On 08/23/10 03:51, Jamie wrote:
The International Atlas says that the city and country have observed a time zone of -1 (Central Europe Time) since 1960. Before that the time zone was 0 (UT).
My copy of the International Atlas (6th edition, dated 2003) also says this: Before 1 Jan 1912 LMT Begin Standard 15W00 1 Jan 1912 0:00 1:00 Begin Standard 0W00 26 Feb 1934 0:00 0:00 which means that Niamey observed a time zone of -0100 (1 hour west of UTC) between 1912 and 1934. This is the offset in question.
The Wikipedia article on Niamey says
Wikipedia itself is not reliable on these issues, unless it cites sources.

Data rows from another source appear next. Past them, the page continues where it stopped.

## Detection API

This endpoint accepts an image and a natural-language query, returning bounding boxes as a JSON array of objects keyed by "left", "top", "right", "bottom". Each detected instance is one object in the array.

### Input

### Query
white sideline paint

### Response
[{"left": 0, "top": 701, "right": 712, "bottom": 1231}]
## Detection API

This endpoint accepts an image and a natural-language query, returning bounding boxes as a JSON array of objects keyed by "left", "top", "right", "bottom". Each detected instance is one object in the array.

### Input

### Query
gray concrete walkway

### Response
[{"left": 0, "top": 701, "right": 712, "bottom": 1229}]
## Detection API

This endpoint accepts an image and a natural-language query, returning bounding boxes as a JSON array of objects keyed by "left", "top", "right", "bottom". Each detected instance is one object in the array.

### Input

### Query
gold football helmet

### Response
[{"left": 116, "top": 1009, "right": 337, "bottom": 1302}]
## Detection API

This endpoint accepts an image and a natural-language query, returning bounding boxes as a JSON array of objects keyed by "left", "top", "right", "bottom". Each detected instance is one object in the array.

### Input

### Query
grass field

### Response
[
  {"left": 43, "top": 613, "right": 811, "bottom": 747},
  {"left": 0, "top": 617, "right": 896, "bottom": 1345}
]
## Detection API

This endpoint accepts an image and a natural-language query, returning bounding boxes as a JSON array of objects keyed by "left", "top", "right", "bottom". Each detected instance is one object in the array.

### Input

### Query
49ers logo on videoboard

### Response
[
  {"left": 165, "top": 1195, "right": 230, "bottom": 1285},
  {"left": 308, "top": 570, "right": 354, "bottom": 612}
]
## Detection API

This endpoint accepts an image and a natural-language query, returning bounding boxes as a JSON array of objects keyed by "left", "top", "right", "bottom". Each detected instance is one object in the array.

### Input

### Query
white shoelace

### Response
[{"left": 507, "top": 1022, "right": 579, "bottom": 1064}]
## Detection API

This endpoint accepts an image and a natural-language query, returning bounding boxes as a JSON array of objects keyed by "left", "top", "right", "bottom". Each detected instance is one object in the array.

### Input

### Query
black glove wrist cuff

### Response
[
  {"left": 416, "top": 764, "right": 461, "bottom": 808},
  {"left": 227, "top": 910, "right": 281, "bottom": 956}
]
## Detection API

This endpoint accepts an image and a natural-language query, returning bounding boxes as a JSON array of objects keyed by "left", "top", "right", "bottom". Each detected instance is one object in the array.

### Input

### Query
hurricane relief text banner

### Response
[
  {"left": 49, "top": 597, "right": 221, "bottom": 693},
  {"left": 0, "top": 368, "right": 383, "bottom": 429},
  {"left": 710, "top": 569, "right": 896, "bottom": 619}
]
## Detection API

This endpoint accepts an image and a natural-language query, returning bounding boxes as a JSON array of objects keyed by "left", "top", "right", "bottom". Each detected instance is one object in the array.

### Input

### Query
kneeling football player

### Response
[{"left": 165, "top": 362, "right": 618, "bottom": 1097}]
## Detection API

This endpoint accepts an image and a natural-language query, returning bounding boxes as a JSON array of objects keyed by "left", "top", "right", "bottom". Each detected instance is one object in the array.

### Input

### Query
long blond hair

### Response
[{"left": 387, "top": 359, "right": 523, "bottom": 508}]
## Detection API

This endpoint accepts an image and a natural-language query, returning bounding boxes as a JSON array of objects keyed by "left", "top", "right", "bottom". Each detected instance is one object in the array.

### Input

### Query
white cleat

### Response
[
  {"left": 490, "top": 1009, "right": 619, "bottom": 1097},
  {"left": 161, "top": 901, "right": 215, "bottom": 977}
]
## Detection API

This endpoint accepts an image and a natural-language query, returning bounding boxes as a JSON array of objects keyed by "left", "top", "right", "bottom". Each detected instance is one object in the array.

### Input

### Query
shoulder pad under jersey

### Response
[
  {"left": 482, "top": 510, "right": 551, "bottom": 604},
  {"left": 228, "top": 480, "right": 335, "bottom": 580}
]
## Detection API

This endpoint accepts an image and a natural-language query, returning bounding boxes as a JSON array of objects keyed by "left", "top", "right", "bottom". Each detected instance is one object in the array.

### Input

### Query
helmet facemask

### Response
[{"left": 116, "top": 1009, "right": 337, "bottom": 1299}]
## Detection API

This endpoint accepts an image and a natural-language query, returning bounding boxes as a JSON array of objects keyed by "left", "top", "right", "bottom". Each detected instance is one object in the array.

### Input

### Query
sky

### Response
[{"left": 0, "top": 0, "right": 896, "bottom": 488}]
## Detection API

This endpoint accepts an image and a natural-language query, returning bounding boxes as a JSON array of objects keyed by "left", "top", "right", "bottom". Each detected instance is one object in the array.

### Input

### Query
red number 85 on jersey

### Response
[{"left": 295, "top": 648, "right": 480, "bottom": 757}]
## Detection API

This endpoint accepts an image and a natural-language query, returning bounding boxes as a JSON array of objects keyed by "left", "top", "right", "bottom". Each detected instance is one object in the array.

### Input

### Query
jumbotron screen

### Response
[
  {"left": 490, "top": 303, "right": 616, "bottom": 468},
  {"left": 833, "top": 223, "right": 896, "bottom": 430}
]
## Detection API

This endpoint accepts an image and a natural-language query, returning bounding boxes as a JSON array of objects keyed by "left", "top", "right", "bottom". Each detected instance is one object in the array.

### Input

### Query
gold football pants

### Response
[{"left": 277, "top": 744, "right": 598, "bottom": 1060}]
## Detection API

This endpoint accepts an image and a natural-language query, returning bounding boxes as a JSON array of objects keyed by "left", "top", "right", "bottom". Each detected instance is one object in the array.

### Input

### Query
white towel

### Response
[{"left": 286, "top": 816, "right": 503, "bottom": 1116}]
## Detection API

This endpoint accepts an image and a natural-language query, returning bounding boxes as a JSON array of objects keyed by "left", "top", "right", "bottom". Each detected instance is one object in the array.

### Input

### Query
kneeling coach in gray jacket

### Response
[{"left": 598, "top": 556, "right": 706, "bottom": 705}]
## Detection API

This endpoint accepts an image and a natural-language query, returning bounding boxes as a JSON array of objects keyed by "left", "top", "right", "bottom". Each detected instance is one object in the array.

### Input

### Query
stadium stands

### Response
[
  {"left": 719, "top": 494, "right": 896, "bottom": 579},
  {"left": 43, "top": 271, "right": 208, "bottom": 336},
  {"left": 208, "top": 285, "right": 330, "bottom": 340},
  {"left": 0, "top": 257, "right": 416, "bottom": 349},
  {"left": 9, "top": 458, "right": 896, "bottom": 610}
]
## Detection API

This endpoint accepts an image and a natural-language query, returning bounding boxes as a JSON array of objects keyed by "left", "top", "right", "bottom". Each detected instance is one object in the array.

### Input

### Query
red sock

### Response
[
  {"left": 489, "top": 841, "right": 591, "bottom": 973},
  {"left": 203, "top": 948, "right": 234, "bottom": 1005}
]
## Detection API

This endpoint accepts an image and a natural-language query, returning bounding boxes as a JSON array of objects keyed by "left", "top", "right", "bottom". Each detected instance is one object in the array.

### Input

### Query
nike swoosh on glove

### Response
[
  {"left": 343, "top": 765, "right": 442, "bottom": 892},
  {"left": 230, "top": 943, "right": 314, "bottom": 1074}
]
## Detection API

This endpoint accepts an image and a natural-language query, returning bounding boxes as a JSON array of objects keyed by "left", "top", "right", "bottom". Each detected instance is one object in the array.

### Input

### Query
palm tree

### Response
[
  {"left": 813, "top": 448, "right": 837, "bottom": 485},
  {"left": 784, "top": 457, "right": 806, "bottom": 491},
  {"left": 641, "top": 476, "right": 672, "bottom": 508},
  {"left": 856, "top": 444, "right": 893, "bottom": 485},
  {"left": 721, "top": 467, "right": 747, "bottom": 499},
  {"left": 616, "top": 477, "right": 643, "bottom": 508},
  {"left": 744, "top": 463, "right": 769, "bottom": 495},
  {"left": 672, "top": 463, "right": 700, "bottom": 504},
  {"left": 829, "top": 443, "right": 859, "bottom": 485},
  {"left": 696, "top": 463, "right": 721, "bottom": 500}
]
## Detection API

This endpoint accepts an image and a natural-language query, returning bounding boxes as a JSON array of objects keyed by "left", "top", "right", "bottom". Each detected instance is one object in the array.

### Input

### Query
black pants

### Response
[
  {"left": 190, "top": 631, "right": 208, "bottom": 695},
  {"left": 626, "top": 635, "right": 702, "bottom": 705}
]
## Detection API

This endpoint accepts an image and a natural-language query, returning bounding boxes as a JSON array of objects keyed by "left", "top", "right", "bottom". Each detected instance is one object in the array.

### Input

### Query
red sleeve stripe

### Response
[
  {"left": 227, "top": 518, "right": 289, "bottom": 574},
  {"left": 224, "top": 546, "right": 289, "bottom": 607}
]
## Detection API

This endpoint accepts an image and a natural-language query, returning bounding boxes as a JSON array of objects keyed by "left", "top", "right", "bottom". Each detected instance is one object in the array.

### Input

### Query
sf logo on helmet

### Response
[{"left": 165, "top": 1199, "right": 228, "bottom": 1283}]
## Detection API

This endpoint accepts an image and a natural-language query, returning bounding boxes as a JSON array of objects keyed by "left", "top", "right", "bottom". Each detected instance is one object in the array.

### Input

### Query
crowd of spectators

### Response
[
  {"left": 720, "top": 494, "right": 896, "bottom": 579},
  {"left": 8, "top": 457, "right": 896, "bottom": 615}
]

The PC Atlas uses WAT for UTC-1...
AstrolDeluxe displays West Central Africa Time (WCAT) = -1...
These are clearly invented abbreviations, just as the TZ abbreviation is invented. Microsoft says that the "West Central Africa time zone" is +0100 (1 hour east of UTC). See <http://msdn.microsoft.com/en-us/library/dd796927.aspx>. All the other uses of the phrase "West Central Africa time" (that I found with Google) agree with Microsoft.
Perhaps a different term (I propose WCAT) would straighten out the ambiguity
"WCAT" would be problematic for reasons described above. Ambiguity per se is not a problem in the tz database, as it exists in many other places (e.g., "EST" in the U.S. versus Australia). It's not entirely clear that this Niamey time zone actually existed; it might just be a typo. Until it's verified, it's not clear that it's worth the effort to invent a new abbreviation for it.